La
boda: ¡esto se anima!
Dejé
demostrada mi inicial predisposición a no tomarme la historieta de la boda
demasiado en serio. A no convertir lo principesco en principal, por así
decirlo. Pero veo que me van a obligar a ponerme trascendente, a fuerza de
ponerse trascendentes ellos.
En
principio, me importan una higa los derechos de sucesión de las eventuales
hijas de la irreal pareja, básicamente porque me importa una higa la sucesión.
Pero me parece realmente impúdico que argumenten que no pueden aplicarse
directamente al caso las leyes de la igualdad, porque éste es un asunto «muy
delicado». ¿Tratan tal vez de decirnos que, según ellos, puede haber en un
Estado de Derecho materias más delicadas que las referidas a los derechos y
libertades de la ciudadanía?
Pues
si eso es lo que pretender afirmar, díganlo, y lo discutimos. Y ya verán como,
en cosa de nada, de lo que estamos hablando es de la congruencia o incongruencia
democrática de la monarquía. Del absurdo ése que llaman “Monarquía democrática”.

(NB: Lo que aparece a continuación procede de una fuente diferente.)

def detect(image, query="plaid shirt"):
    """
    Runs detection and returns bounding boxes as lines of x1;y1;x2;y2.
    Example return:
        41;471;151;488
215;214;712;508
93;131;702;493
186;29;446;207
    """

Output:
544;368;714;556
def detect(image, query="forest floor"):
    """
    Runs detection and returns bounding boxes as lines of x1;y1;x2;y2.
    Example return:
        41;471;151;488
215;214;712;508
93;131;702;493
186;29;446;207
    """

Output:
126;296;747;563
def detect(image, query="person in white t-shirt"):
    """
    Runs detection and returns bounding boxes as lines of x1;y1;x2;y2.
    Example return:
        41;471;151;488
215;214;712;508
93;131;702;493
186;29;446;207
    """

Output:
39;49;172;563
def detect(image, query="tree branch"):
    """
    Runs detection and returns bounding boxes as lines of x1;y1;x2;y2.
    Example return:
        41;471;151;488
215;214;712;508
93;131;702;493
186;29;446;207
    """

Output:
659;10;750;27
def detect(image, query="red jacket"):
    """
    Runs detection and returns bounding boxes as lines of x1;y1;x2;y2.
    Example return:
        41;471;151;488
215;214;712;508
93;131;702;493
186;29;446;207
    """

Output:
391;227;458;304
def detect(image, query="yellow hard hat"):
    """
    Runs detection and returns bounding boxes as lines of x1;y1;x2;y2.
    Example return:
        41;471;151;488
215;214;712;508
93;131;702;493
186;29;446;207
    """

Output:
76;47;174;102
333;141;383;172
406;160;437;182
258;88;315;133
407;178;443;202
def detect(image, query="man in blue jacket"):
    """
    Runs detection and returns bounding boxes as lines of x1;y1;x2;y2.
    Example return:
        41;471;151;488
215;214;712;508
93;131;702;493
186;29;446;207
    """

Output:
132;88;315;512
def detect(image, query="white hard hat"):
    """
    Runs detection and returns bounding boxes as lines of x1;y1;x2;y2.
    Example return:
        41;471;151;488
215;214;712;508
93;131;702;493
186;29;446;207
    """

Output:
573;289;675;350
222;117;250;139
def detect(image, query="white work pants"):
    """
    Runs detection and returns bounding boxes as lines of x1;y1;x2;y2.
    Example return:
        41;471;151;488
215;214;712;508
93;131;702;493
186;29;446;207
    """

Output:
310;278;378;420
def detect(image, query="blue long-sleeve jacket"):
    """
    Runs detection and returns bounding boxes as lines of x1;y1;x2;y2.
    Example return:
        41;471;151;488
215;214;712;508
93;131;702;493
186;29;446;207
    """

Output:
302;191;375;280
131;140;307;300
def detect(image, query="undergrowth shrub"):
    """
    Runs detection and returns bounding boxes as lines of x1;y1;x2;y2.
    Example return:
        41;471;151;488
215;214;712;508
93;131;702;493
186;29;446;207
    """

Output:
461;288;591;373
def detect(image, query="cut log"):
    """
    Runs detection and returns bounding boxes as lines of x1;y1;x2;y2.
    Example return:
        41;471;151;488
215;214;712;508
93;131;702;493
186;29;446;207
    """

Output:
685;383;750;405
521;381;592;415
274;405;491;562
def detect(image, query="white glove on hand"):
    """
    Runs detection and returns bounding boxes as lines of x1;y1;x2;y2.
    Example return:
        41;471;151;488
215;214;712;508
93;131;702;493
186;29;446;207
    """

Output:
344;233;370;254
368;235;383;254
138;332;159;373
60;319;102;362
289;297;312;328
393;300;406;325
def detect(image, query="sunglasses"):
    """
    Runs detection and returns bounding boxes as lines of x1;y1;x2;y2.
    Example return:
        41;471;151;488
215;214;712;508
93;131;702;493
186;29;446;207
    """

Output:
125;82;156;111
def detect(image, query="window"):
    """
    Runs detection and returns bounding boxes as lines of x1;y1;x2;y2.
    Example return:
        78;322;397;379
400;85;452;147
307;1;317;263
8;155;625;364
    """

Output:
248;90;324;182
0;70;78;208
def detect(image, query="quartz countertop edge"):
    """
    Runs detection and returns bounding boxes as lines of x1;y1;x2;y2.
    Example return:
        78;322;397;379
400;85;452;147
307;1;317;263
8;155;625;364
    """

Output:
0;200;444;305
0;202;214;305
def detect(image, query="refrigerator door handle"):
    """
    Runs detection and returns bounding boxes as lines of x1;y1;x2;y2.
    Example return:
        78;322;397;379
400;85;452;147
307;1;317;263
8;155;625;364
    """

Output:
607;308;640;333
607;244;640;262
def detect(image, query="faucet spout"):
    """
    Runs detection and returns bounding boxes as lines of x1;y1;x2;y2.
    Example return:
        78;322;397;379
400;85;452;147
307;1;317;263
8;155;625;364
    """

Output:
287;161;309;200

¡Una monarquía democrática! Pocas propuestas más obviamente contradictorias
en sus propios términos. Un Estado puede ser monárquico y, aparte
de eso, funcionar de modo pasablemente democrático. Pero nada menos democrático
que tener derecho a ocupar el cargo de máxima representación de un Estado en
virtud de la genealogía familiar. Es como si yo pretendiera poseer «el muy
democrático título de marqués».
Tampoco
es moco de pavo el interés que el Rey ha mostrado al alcalde de Madrid, Alberto
Ruiz, de que la capital esté muy aseada y muy mona el día de la proyectada
boda. La tal comunicación permitiría a la Academia Española incluir una nueva
acepción de la palabra «segundo». Diría: «Espacio de tiempo que tardó en
hervirle la sangre a Javier Ortiz Asecas cuando se enteró del deseo regio de
que la capital de España sirviera de adecuado atrezzo
al bodorrio de su hijo».
La
demanda evidencia hasta tal punto la utilidad meramente decorativa que atribuye
la monarquía al pueblo, tratado como amable plebe, que supera todos los niveles
de impudicia imaginables. Sencillamente: algo así no se reclama, no ya por
razones de consideración ajena, sino de puro y simple pudor propio. Para que a
la institución que se representa no se le vean tan claramente las vergüenzas.
En fin, que también esto se está animando.